Monday, September 22, 2008

It is well......?

four months after the "6 years ago" post.. Steven has relapsed... In Memphis with his young wife and mother preparing for treatment... praying for miracles... again...

"I have told you these things, so that in me you may have peace. In this world you will have trouble. But take heart! I have overcome the world." John 16:33 33

Help me Father......to find that peace....... my prayer is for Steven... and Britney...... all of us....

Cycle of Democracy

"A democracy cannot exist as a permanent form of government. It can only exist until the voters discover they can vote themselves largess from the public treasury. "From that moment on, the majority always votes for the candidates promising them the most benefits from the public treasury, with the result that a democracy always collapses over loose fiscal policy, always followed by a dictatorship.

"The average age of the world's greatest civilizations has been 200 years.

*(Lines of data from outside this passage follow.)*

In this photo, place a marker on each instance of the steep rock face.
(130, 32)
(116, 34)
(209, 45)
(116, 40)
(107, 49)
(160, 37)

These nations have progressed through this sequence:

"From bondage to spiritual faith;
from spiritual faith to great courage;
from courage to liberty;
from liberty to abundance;
from abundance to selfishness;
from selfishness to apathy;
from apathy to dependence;
from dependency back again into bondage."

Dr. Alexander Tytler, a Scot professor, wrote a scholarly tome, from which this concept comes, called "The Athenian Republic" which was published shortly before the thirteen American colonies gained independence from Britain. "Google" him to learn more.
In publishing a handout on the "Cycle" in 1994 I noted that the national debt had reached a staggering $4.5 trillion dollars. Today (Oct. 1, '07) it is $9.06 trillion! Our forebears thought of debt as slavery. They would be shocked at what their descendants have done. - - John Wrisley.